Camp Hill High School Revitalizes Sports Facilities
CAMP HILL, Pa. — Students, fans and patrons of Camp Hill High School’s sports programs have spent decades rooting for their team within the confines of an outdated stadium with cracked stands, sagging bleachers and sub-par on-field conditions. As a result, the school’s tennis and track and field athletes have long competed on the road or off site, while its football team held halftime meetings on the pool deck rather than in the aging field house, which was designed and built in 1940.
However, the school recently celebrated the first anniversary of its new Christian L. Siebert Park. The school’s new home field reopened in fall 2014 after a $4.7 million facelift ,which included a new artificial turf field, home stadium seating stretching nearly the entire length of the field, an indoor team room, public restrooms and a field house able to accommodate two football teams. New tennis courts, a six-lane track and a softball field also rounded out the overhaul.
“This was an extremely exciting and important project that took nearly three years for Camp Hill to put together,” said Bob Royer of Lemoyne, Pa.-based KS Heagy Contractors Inc., the project’s builder. “This was a much-needed and significant expenditure for a community with a great sense of pride and deep loyalty to its high school sports teams.”
Royer also noted that every dollar had to be maximized. “The specification process had to ensure not only the best value, but also the long-lasting durability of all the products,” he added. “No one expects to go another 75 years before an upgrade, although a decade or two would really help the local budget.”
One of the most significant morale-boosting upgrades to the athletic programs was to the facility’s locker and meeting rooms. Scranton Products, a Scranton, Pa.-based manufacturer of partitions and lockers made with high-density polyethylene (HDPE), supplied all-new bathroom partitions, lockers and athletic storage cubbies. The company worked directly with the project’s contractors and architects to produce the customized, low-maintenance athletic cubbies for the facility’s home and visiting team locker rooms.
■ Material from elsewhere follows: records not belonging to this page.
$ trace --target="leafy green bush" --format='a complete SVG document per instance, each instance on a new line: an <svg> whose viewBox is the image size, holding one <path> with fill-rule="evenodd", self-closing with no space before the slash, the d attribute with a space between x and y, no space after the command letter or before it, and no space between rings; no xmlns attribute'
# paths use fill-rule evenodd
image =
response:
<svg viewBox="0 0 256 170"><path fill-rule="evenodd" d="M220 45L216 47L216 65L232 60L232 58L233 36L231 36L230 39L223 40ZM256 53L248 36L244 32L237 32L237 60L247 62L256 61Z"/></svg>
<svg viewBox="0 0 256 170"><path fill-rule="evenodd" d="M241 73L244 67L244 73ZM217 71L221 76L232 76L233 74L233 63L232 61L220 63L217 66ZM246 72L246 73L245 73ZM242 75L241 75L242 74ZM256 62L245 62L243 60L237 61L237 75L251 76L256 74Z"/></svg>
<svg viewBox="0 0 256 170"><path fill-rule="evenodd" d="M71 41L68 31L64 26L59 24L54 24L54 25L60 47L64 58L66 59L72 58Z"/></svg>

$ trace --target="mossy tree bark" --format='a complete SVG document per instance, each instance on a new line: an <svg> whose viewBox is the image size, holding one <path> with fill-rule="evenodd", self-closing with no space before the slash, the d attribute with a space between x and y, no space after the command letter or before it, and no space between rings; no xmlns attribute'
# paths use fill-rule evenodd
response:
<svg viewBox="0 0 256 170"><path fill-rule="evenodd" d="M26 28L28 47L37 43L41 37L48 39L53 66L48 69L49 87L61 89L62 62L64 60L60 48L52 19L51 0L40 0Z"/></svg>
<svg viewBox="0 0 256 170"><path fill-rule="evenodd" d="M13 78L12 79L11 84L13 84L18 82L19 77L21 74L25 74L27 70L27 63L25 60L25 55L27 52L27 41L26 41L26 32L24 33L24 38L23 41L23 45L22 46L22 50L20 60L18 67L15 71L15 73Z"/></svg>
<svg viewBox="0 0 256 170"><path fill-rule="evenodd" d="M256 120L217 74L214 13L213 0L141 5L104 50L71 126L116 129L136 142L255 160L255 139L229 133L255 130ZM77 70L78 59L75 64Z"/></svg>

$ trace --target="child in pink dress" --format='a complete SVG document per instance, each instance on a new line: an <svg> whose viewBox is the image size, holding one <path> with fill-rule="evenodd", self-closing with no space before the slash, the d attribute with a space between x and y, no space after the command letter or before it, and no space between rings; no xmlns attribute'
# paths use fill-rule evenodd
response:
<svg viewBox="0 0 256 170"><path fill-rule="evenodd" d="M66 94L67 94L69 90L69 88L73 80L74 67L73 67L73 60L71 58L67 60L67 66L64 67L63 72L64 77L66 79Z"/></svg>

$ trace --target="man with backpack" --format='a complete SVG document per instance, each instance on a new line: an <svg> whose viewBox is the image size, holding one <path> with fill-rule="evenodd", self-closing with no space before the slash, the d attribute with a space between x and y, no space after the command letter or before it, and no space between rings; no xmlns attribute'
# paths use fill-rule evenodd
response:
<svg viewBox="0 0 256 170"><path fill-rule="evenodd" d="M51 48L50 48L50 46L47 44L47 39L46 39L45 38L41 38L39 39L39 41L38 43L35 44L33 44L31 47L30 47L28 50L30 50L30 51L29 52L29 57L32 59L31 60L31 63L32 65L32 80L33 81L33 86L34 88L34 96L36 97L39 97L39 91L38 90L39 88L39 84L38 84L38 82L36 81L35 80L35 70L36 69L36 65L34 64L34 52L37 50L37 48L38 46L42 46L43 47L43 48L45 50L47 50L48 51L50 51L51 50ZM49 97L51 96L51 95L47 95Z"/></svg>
In addition, the company also supplied partitions for several of the new restrooms as well as lockers for referee changing rooms. Given the high-impact requirements of the application, the school opted for the non-porous, HDPE surface Hiny Hiders partitions, which are naturally resistant to odors, mold and mildew.
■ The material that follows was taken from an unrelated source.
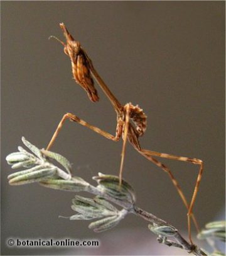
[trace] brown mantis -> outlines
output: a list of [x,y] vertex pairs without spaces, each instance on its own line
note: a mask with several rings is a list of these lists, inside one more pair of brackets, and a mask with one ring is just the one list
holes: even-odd
[[[166,172],[169,175],[171,180],[175,186],[183,204],[188,210],[187,216],[188,235],[190,241],[192,243],[190,218],[192,218],[196,228],[198,231],[199,229],[198,224],[195,216],[192,212],[192,210],[197,195],[197,192],[203,170],[203,161],[197,158],[178,156],[143,149],[139,142],[139,137],[142,136],[144,134],[146,129],[147,116],[143,110],[140,108],[138,105],[134,106],[129,103],[126,104],[124,106],[122,106],[119,102],[95,69],[89,57],[83,49],[81,47],[79,42],[74,40],[63,23],[60,23],[60,26],[63,30],[64,36],[66,38],[66,44],[55,37],[54,37],[63,45],[64,52],[65,54],[69,56],[72,62],[72,73],[74,79],[75,79],[76,82],[87,91],[90,100],[92,102],[97,102],[99,100],[99,96],[97,91],[94,86],[93,78],[95,79],[97,84],[100,86],[104,93],[110,100],[115,111],[116,112],[117,127],[116,135],[113,136],[107,132],[88,124],[85,121],[80,119],[77,115],[70,113],[67,113],[63,115],[63,118],[60,122],[50,143],[46,148],[46,149],[50,149],[50,148],[52,146],[63,126],[63,123],[67,119],[69,119],[71,121],[77,122],[82,125],[85,126],[94,132],[105,137],[107,139],[114,141],[119,141],[120,137],[122,137],[124,141],[119,172],[119,178],[120,181],[121,181],[123,163],[125,156],[126,144],[127,139],[128,139],[130,143],[132,145],[135,149],[137,151],[137,152],[153,162],[154,165],[160,167],[164,172]],[[132,121],[133,124],[131,124],[131,120]],[[190,162],[195,165],[199,165],[199,172],[193,195],[191,197],[191,200],[190,203],[188,202],[178,182],[173,175],[170,170],[166,165],[157,160],[155,157]]]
Careful material selection also helped decrease certain health risks, as the HDPE partitions and lockers are resistant to certain strains of bacteria. Gym lockers tend to be dark, moist environments and can serve as an ideal breeding ground for staph infections and new strains of MRSA, a drug-resistant bacterium that typically causes skin infections. The Greenguard Gold-certified Tufftec gym lockers were independently tested, and results showed that, after 24 hours, 98.4 percent of the MRSA bacterial died off the surface of HDPE plastic without the use of any cleaning solutions, according to David Casal, national director of sales and marketing for the Scranton Products.